2 December 2022
Haines supports the amended Secure Jobs, Better Pay Bill
Early Friday morning Independent Federal Member for Indi Helen Haines voted in support of the Fair Work Legislation Amendment (Secure Jobs, Better Pay) Bill after it returned to the House of Representatives following Senate amendments.
Dr Haines initially voted against the complex legislation because of the Government’s rushed process to ensure the bill was passed before the end of the year. This led to unanswered questions and concerns about unintended consequences, especially for small business.
Following a Senate Committee inquiry into the bill and further amendments from the Government and the crossbench in the Senate, Dr Haines supported the bill when it returned to the House of Representatives Friday morning.
“I strongly support the objectives of the bill to increase wages, particularly for low-paid sectors like childcare, and to close the gender pay gap,” Dr Haines said.
“I am pleased the Government has addressed concerns about the impact this bill will have on small business. This was a significant concern of many people I spoke to.”
Amendments to the final bill passed in Parliament on Friday include increasing the definition of a small business employer to a business with 20 employees or fewer.
Businesses with 50 employees or fewer will also be able to argue they are not ‘reasonably comparable’ to other businesses and therefore not compelled into the single interest bargaining stream.
There will also be a two year review period for the bill to monitor how the legislation is working.
“These amendments provide clarification about how the new provisions of the bill will work, particularly the single interest, multi-employer bargaining stream. They demonstrate that the parliamentary process was effective to bring the bill back to the House of Representatives in a better state that I can now support,” Dr Haines said.
“Thank you to those constituents who contacted me and shared their views, and for the businesses and chambers of commerce who I consulted with. I will watch how the bill operates, with the hope that we see wages, including women’s wages, start to increase.”

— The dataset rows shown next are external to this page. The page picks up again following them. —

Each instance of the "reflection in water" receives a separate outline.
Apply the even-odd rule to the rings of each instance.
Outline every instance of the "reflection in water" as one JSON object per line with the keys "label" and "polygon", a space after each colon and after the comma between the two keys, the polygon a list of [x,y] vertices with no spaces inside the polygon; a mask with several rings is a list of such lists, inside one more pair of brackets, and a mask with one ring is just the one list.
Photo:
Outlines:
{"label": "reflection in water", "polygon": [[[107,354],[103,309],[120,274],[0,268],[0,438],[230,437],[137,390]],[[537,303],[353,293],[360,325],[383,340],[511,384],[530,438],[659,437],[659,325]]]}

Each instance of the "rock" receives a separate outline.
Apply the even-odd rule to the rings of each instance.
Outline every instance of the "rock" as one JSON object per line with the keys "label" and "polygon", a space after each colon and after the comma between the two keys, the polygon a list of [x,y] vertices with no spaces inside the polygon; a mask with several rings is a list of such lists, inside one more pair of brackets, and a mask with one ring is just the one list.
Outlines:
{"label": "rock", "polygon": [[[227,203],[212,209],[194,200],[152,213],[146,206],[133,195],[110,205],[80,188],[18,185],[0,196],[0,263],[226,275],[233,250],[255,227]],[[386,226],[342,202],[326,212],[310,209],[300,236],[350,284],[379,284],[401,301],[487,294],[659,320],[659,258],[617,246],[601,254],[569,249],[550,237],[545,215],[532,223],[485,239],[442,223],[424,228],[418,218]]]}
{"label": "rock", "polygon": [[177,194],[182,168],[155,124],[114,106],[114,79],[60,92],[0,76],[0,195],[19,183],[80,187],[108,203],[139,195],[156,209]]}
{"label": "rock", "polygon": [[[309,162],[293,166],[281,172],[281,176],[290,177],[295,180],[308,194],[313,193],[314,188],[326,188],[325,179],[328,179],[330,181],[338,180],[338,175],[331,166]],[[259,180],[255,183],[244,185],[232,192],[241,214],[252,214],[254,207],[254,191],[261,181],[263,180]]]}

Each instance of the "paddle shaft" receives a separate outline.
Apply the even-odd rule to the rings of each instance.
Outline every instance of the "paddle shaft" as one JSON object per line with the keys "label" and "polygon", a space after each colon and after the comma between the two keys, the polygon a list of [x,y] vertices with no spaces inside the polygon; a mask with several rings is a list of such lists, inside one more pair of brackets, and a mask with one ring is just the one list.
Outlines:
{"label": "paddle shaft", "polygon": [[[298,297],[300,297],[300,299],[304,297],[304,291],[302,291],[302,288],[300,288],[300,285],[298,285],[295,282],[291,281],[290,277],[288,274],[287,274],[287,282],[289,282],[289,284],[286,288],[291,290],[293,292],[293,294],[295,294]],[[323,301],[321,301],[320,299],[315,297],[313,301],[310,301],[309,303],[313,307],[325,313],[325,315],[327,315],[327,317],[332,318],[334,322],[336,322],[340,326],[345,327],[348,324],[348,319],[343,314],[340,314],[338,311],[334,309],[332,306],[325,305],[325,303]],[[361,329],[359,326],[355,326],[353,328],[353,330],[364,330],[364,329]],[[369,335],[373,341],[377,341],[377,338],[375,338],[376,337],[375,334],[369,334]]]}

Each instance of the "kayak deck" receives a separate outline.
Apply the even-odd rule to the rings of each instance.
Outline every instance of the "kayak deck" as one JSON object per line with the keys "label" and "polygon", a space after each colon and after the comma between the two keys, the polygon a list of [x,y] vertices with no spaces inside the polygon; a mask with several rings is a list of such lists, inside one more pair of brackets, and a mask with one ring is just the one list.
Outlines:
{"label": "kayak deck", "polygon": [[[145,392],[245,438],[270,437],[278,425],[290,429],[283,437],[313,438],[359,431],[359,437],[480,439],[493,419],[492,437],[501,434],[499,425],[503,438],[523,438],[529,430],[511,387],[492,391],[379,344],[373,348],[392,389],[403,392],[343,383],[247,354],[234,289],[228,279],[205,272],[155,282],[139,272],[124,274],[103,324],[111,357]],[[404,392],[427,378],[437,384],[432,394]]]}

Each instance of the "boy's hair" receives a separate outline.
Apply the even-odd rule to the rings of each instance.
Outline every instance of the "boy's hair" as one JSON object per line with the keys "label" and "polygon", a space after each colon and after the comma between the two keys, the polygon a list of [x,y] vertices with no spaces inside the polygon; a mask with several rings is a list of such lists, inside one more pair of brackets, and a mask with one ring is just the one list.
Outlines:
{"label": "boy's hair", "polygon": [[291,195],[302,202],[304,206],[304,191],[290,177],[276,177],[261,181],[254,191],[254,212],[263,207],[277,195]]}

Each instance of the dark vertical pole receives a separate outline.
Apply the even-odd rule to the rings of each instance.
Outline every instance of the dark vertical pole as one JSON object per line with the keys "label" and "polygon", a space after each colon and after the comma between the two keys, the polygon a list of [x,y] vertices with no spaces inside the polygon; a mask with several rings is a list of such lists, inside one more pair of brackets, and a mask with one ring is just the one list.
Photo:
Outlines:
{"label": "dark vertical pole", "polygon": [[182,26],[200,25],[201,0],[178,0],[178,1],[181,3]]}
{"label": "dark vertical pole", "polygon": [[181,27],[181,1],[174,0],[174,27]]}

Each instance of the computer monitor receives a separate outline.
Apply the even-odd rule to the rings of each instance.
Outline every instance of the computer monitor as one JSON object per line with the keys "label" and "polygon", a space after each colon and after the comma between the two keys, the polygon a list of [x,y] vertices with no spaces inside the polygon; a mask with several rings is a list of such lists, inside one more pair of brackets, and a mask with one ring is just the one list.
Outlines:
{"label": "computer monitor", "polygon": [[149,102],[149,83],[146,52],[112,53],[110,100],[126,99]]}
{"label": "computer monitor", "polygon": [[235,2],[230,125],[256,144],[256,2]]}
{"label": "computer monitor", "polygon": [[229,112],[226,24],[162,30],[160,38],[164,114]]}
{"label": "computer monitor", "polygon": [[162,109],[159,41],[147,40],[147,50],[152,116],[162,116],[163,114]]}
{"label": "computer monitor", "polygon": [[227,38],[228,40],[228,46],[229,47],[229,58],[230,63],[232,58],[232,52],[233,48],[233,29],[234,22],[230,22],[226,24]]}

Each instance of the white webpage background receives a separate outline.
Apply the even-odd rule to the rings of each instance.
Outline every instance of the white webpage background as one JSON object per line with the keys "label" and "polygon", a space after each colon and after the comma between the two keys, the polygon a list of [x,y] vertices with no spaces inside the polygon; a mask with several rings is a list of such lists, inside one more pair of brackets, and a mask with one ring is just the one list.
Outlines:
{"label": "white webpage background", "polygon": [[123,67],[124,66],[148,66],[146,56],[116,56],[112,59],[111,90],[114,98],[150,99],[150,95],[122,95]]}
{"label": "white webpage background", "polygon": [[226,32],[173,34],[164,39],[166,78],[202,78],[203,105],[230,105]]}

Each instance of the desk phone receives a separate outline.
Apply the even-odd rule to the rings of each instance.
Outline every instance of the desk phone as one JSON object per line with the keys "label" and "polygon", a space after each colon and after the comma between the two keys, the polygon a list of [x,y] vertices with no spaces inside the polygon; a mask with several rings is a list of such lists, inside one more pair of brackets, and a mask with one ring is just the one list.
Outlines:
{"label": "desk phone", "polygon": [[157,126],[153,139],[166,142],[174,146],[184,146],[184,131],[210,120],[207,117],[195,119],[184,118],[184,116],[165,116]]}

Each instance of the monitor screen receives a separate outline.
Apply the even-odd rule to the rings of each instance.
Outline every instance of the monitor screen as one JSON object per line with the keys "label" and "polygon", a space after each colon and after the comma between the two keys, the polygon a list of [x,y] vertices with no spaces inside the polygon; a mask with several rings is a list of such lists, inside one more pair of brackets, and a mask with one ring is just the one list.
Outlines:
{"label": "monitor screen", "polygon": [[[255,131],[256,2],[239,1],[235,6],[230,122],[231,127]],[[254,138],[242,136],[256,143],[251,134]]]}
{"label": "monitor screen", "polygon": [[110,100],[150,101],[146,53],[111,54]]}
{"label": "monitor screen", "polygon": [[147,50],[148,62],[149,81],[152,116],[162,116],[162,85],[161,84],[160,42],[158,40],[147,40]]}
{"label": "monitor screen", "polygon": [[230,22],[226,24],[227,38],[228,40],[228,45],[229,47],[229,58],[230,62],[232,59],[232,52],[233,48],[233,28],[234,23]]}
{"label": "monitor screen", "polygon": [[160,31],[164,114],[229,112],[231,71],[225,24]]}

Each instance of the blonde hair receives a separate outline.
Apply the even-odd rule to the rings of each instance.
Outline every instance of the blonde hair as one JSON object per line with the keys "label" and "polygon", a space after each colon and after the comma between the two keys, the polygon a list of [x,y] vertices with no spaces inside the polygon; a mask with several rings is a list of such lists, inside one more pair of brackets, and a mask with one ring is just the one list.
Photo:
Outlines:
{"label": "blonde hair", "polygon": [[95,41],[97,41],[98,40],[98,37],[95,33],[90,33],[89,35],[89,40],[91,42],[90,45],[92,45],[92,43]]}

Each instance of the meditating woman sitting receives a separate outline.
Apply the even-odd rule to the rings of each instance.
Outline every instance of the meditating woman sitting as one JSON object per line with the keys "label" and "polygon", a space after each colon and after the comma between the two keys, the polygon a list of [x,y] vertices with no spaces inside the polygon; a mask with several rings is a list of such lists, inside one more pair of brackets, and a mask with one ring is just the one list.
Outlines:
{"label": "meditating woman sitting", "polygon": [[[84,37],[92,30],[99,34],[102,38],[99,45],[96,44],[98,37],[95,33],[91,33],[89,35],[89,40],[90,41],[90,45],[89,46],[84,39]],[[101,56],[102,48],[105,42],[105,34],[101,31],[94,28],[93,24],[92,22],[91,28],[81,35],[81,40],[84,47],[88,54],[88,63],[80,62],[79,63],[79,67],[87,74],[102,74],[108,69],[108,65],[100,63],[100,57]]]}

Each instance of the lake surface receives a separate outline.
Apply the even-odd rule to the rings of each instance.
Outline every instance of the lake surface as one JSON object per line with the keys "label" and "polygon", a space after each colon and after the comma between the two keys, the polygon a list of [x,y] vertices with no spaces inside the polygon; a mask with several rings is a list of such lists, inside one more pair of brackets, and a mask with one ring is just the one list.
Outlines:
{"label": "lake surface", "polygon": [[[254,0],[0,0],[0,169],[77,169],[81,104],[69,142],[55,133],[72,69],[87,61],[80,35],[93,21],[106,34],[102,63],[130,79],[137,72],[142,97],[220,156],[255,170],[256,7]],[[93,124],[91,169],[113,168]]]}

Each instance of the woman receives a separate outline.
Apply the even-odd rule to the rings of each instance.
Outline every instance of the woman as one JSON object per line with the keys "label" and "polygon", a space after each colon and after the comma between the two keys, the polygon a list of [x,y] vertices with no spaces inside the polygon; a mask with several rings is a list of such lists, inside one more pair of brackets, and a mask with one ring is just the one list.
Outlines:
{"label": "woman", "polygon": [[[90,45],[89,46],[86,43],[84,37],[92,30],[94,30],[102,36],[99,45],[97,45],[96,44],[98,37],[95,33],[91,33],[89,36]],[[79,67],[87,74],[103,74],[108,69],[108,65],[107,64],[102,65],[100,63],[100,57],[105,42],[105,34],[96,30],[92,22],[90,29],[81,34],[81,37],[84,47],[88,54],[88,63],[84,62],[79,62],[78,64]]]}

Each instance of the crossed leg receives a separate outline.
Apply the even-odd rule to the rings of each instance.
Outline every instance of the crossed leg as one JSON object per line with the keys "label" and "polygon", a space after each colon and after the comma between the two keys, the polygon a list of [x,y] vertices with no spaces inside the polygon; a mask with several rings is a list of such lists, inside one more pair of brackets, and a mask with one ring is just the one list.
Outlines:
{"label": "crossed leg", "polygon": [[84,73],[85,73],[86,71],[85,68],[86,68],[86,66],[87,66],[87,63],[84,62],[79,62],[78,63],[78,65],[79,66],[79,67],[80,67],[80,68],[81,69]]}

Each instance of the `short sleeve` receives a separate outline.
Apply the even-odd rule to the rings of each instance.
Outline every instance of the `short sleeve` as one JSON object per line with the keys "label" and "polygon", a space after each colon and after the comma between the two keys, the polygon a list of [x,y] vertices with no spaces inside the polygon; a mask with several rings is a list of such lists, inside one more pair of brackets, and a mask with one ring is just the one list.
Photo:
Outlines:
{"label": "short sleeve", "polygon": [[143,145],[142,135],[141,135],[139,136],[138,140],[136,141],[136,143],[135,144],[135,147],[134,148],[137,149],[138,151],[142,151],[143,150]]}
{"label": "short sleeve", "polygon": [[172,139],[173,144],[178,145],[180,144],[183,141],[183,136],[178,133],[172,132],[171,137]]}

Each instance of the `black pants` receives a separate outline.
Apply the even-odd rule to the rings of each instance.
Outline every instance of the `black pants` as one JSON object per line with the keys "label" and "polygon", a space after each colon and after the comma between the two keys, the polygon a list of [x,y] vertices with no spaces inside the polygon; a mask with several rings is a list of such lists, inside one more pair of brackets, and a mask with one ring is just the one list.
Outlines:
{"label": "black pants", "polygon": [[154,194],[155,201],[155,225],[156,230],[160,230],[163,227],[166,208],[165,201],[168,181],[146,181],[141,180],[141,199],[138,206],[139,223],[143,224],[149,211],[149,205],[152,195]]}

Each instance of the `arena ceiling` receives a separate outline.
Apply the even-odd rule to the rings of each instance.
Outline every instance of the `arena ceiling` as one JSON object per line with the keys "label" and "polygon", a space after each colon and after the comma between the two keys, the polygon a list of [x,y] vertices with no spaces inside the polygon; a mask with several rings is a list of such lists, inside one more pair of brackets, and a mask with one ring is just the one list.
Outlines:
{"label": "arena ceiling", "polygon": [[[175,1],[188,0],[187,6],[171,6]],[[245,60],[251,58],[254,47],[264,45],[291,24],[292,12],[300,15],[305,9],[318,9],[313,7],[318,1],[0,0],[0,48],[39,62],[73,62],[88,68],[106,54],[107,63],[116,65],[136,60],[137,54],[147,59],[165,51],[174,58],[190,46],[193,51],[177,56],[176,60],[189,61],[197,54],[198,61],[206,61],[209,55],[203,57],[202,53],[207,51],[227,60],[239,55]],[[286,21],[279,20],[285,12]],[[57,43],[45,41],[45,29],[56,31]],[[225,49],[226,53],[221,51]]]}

Dr Haines said she hoped the Government would improve processes in the future regarding the speed at which complex Bills are introduced, debated and voted on in Parliament.
“The job of a conscientious legislator is to scrutinise every Bill carefully, to consider what it means for their electorate and ask the right questions to safeguard against unintended consequences.
“The job of an Independent politician is not to be a rubber stamp, to wave everything through. It is to think deeply and vote in the best interests of the people you represent, not follow a party line.”